Tuesday, January 15, 2013

BECOMING WHO WE ARE




When Jesus received his baptism from John at the Jordan River, a voice from heaven proclaimed him as God’s beloved son.  He spent the rest of his earthly life fulfilling that identity.

For Christians, baptism proclaims our identity.  Each is a beloved child of God.  Amid all our diversity, we’re bound by that common reality, given by the triune God who creates us, shapes us in the example of Jesus, and guides us ever more into the identity God gives.  For Episcopalians, the “baptismal covenant” which is important enough to include in the Book of Common Prayer no less than three times (pp. 304-5, and also 292-4 and 416-8) gives an outline of both faith and life in following Christ.

Of course, baptism marks but a beginning.  My first rector/boss used to say, “More is begun than is done.”  Indeed, we spend the rest of our lives developing the great gift of identity bestowed in that sacrament.  But the identity is ours; no matter how much one may try to shake it off (God forbid), nothing can take that away.  Vastly better, sincere Christians become who we are.  Or at least try…and in the trying, begin to succeed.

As it is for the individual Christian, so I believe it is for the Christian community, on every level.  We together are becoming who we are.

For instance, the Anglican Communion used to be something of a worldwide English gentlemen’s club, the British Empire at prayer along with a few add-ons such as in the erstwhile American colonies.  No longer.  We are an international, interracial, globe-spanning community whose typical member, it is said, is a 25-year-old Nigerian woman.  We’ve come a long way from tea and crumpets, even if we’re having a hard time figuring out what that means.

Or The Episcopal Church.  Not The Episcopal Church in the United States, but The Episcopal Church in 17 different nations or regions.  We sing a new church in languages ranging far beyond English, Spanish and French to Navajo, Hmong and Creole.  Over the past four decades, we’ve become far more the “House of Prayer for all people” that the cathedral in Washington proclaimed itself to be.  But what does that suggest in how our church structures itself?  On the role of national—no, I mean “general”—efforts?  Last summer’s General Convention tasked a force to try figuring that out anew.
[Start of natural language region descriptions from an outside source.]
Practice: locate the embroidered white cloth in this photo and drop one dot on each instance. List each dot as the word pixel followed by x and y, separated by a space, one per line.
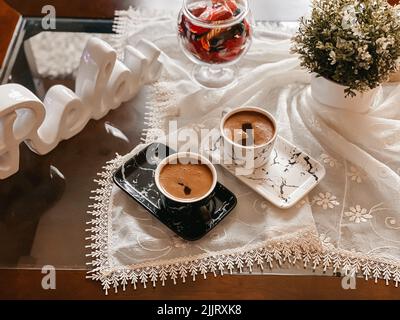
pixel 354 211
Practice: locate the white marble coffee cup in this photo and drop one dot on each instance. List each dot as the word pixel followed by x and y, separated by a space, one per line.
pixel 247 157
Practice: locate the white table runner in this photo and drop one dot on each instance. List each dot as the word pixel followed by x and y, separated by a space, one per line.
pixel 355 210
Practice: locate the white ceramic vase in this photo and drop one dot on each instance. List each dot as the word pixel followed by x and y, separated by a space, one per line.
pixel 332 94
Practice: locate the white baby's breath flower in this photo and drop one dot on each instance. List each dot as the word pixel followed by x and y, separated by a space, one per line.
pixel 332 55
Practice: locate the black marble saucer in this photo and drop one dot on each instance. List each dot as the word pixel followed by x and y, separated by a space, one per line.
pixel 136 178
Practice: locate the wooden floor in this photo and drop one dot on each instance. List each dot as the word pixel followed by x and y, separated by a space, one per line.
pixel 25 284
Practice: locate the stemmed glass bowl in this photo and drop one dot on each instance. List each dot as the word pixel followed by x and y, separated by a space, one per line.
pixel 215 34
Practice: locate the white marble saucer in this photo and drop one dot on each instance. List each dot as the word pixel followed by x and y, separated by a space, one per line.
pixel 286 179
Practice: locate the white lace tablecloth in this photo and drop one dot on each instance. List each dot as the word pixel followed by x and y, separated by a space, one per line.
pixel 349 223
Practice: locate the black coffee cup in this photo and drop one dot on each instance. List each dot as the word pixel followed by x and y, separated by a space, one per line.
pixel 187 212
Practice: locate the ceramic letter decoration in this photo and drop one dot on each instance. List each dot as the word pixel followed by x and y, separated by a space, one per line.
pixel 117 89
pixel 21 114
pixel 102 84
pixel 96 66
pixel 65 117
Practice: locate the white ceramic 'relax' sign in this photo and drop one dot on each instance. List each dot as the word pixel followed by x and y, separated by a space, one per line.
pixel 102 84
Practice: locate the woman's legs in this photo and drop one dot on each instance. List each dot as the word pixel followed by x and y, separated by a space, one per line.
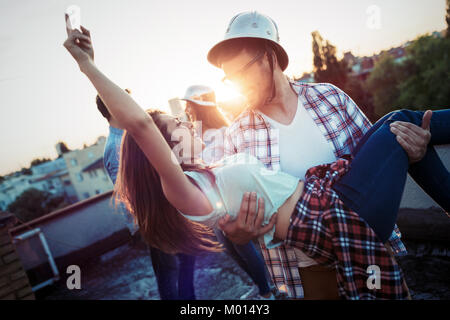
pixel 255 265
pixel 374 185
pixel 186 277
pixel 248 258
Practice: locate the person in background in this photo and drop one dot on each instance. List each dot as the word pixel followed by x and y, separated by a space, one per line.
pixel 174 273
pixel 202 110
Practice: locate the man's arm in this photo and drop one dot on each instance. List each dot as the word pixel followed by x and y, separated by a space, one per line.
pixel 412 138
pixel 248 224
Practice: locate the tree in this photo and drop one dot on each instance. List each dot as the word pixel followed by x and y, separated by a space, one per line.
pixel 33 203
pixel 383 85
pixel 420 82
pixel 426 75
pixel 327 68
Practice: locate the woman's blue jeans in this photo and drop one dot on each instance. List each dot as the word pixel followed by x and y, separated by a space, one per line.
pixel 174 275
pixel 373 187
pixel 249 259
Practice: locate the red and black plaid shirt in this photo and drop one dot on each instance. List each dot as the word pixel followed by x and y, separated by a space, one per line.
pixel 341 122
pixel 334 235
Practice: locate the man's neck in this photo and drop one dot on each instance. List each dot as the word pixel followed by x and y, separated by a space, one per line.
pixel 283 106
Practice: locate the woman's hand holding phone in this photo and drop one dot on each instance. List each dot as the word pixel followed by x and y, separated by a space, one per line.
pixel 79 44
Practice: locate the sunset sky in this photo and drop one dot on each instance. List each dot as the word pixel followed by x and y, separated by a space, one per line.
pixel 157 49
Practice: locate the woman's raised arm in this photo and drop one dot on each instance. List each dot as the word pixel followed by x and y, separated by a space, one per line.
pixel 139 124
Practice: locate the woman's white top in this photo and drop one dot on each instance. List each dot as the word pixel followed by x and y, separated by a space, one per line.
pixel 236 175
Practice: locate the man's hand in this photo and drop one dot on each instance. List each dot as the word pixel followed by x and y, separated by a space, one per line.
pixel 412 138
pixel 248 224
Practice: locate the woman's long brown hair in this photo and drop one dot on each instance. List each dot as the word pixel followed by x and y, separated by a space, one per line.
pixel 138 186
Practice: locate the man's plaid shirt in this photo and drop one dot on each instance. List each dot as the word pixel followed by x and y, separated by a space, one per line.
pixel 341 122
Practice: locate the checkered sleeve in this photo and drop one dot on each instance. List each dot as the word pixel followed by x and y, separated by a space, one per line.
pixel 359 124
pixel 356 121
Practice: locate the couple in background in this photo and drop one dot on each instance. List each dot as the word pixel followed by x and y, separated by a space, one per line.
pixel 257 67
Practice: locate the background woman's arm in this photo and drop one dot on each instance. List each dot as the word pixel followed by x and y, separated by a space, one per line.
pixel 180 191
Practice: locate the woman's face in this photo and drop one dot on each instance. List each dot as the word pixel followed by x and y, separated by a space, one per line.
pixel 188 143
pixel 190 111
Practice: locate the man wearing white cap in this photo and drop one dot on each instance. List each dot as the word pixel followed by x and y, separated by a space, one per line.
pixel 201 107
pixel 289 126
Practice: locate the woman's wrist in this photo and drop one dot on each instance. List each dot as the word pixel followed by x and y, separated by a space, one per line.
pixel 86 65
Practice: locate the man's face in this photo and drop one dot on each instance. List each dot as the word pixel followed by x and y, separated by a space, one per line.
pixel 250 72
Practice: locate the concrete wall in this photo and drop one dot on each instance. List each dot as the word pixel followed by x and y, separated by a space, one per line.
pixel 14 283
pixel 82 225
pixel 413 196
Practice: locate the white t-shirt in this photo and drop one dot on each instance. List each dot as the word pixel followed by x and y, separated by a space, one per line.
pixel 302 146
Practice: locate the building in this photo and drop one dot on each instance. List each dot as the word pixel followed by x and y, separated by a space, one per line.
pixel 86 171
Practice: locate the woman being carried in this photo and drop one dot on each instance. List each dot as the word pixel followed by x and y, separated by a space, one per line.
pixel 327 215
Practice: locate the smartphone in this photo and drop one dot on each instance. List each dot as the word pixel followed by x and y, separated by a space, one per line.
pixel 73 20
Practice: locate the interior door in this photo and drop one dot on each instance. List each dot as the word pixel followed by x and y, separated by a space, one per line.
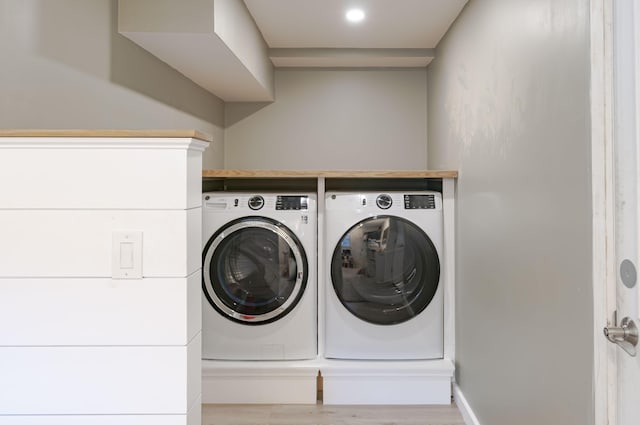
pixel 626 67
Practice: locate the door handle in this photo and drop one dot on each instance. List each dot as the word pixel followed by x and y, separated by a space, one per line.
pixel 625 336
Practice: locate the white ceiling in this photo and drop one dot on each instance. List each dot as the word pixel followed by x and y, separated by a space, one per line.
pixel 415 26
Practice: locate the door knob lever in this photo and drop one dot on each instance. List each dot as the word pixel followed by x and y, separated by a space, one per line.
pixel 625 335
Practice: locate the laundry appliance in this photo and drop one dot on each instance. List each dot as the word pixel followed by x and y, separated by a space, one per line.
pixel 384 294
pixel 259 276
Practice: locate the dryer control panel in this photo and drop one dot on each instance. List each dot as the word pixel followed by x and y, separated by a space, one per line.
pixel 285 203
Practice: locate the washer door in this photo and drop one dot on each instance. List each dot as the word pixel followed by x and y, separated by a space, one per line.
pixel 254 270
pixel 385 270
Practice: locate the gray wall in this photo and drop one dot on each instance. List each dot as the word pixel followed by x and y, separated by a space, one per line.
pixel 65 66
pixel 333 119
pixel 509 107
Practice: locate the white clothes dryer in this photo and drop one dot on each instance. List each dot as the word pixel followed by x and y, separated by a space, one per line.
pixel 259 276
pixel 384 298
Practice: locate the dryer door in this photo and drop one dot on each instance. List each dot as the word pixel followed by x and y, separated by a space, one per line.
pixel 254 270
pixel 385 270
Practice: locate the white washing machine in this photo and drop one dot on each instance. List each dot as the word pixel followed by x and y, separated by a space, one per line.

Or the diocese.  My own, Southwestern Virginia, last year reaffirmed its longstanding pledge to challenge and support the creativity of our congregations in Christian growth and global responsibility.”  But we’re still discerning specifically what that means, in how congregations relate to each other and to the diocese as a whole, how precisely the bishop and staff  promote that effort in a time of particularly limited resources and, frankly, a decades-long shift in understanding the practical purpose of a diocese, ironically toward the vision expressed in that decades-old mission statement.  We strive to become who we’ve long said we aim to be.

Isn’t that, in the end, the goal?  To become what God intends for each of us—and all of us—to be?:  A chosen race, a royal priesthood, a holy nation, God’s own people, as I Peter 2 put it, who have a purpose: to “proclaim the mighty acts of him who called you out of darkness into his marvelous light.”